German Atrocities
It was only when the Red Army regained territory previously controlled by the German Army that the Soviet Government became fully aware of the war crimes that had been committed. Soviet soldiers who had been taken prisoner had been deliberately starved to death. Of the 5,170,000 soldiers captured by the Germans, only 1,053,000 survived.
Women and children were also killed in large numbers. The Jews were always the first to be executed, but other groups, especially the Russians, were also killed. German soldiers were given the instructions that the "Jewish-Bolshevik system must be destroyed". Adolf Hitler was aware that to control the vast population of the Soviet Union would always be an extremely difficult task. His way of dealing with the problem was by mass exterminations.

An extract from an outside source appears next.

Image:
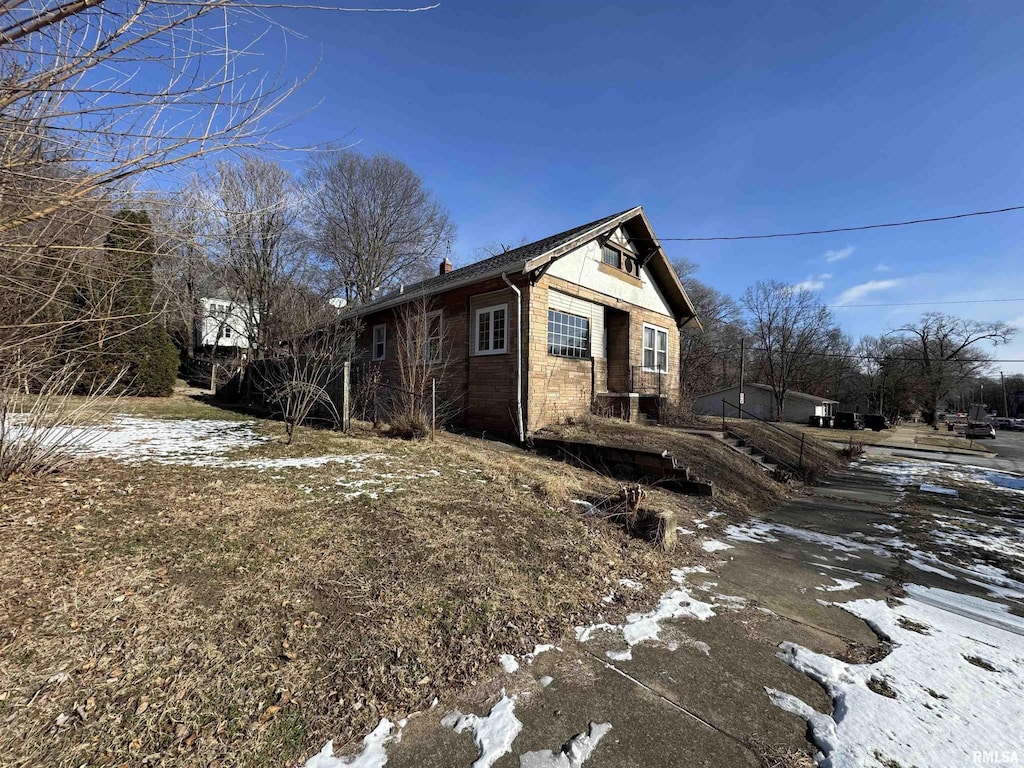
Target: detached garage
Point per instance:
(760, 400)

Soviet authorities estimate that in all, over twenty million of their people were killed during the Second World War. However, it has been argued that Hitler's policy of exterminating the Soviet people guaranteed his defeat. Stories of German atrocities soon reached Red Army soldiers fighting at the front. Faced with the choice of being executed or being killed fighting, the vast majority chose the latter. Unlike most other soldiers, when faced with defeat in battle, the Soviet army rarely surrendered.
This was also true of civilians. When territory was taken by the German Army, women, children and old men went into hiding and formed guerrilla units. These groups, who concentrated on disrupting German supply lines, proved a constant problem to the German forces.